Namun, apakah kurangnya dukungan industri musik di Indonesia terhadap musik keroncong dapat menghilangkan atau menyebabkan genre musik ini ‘punah’ atau ‘mati’?. Kenyataannya, kurangnya dukungan industri musik tersebut tidak mengurangi semangat komunitas pendukungnya sebagai komunitas subkultur yang memiliki nilai dan keyakinan yang berbeda dari budaya dominan dalam musik populer. Kenyataannya, komunitas pendukung musik keroncong sebagai komunitas subkultur terus meningkatkan upaya mereka untuk melestarikan genre musik ini walaupun komunitas ini berjumlah lebih sedikit apabila dibandingkan dengan komunitas musik pop sebagai arus utama musik populer. Adanya Himpunan Artis dan Musisi Keroncong Republik Indonesia (HAMKRI) di beberapa daerah, seperti di Jawa Barat, Jawa Tengah, Jawa Timur, dan DKI Jakarta, merupakan fakta-fakta yang tidak dapat dipungkiri. Fakta meng’geliat’nya musik keroncong juga diramaikan oleh munculnya kelompok-kelompok musik keroncong, seperti O.K. Gita Romantika dan O.K. Rayuan Sukma di Semarang, O.K. Merah Putih di Bandung, dan lain-lain, yang tidak hanya melibatkan para senior dalam musik keroncong, tetapi juga banyak anak muda.
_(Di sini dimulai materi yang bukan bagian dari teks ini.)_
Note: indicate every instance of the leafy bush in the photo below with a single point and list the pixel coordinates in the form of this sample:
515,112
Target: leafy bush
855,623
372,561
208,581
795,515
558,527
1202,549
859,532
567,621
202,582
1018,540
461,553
Dalam Buletin Tjroeng edisi 07 terdapat artikel Keroncong dalam Kurikulum Sekolah yang memaparkan tentang usaha komunitas ini untuk mensosialisasikan musik keroncong pada generasi muda, khususnya dalam kurikulum sekolah, yang dilakukan oleh SMP Santa Maria, Surabaya pada 7 Februari 2009 melalui kegiatan pementasan dan seminar musik keroncong yang diselenggarakan atas kerjasama OSIS SMP Santa Maria dan KC Tjroeng Perwakilan Surabaya.
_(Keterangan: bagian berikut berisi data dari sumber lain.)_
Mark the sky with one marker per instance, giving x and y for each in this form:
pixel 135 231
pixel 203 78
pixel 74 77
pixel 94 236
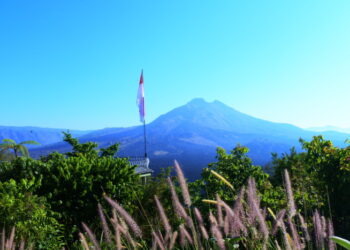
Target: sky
pixel 76 64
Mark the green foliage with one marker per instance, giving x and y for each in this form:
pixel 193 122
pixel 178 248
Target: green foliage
pixel 321 178
pixel 75 183
pixel 341 242
pixel 29 214
pixel 236 167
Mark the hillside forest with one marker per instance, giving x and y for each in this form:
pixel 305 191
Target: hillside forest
pixel 90 198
Oleh karena itu, tidaklah heran apabila banyak pihak yang berpandangan bahwa musik keroncong tampaknya akan “abadi”, paling tidak itu menjadi impian di kalangan seniman musik dan penggemar musik keroncong di Tanah Air. Namun, sebagaimana produk budaya yang lain, untuk tetap bertahan di tengah pelbagai perubahan zaman, musik keroncong harus terus mengikuti perkembangan. Salah satu upaya mengeksplorasi musik keroncong telah dilakukan oleh salah seorang penyanyi perempuan Indonesia, Nyak Ina Raseuki (Ubiet) dalam albumnya Ubiet Keroncong Tenggara (Ragadi Musik, 2007). Apabila didengarkan secara cermat, gaya bernyanyi yang dilakukan oleh Ubiet dalam menyanyikan lagu-lagu keroncong, khususnya melalui ornamen-ornamen etnik yang ia gunakan, sehingga terdengar berbeda dari umumnya gaya bernyanyi penyanyi keroncong. Hal ini dapat dipahami karena Ubiet bukan hanya penyanyi, tetapi juga seorang etnomusikolog yang menguasai beragam gaya bernyanyi etnik, yang memiliki kesadaran untuk turut melestarikan musik tradisional, termasuk musik keroncong. Mengenai perubahan-perubahan yang dilakukan dalam musik keroncong, seorang etnomusikolog, Prof Dr Rahayu Supanggah dari Institut Seni Indonesia Solo, menyatakan bahwa sebagai musik modern, keroncong akan terus berkembang selama para senimannya mampu mengolah. Supanggah mengemukakan, “keroncong itu ibarat wadah. Yang penting bagaimana para komponis mengolah isinya. Kalau hanya terpatok keroncong asli, itu berarti membatasi diri pada wadah saja. Karena itu, untuk bisa tetap bertahan, keroncong harus senantiasa mengikuti zaman yang terus berubah,” katanya (Kompas, Sabtu, 13 Desember 2008).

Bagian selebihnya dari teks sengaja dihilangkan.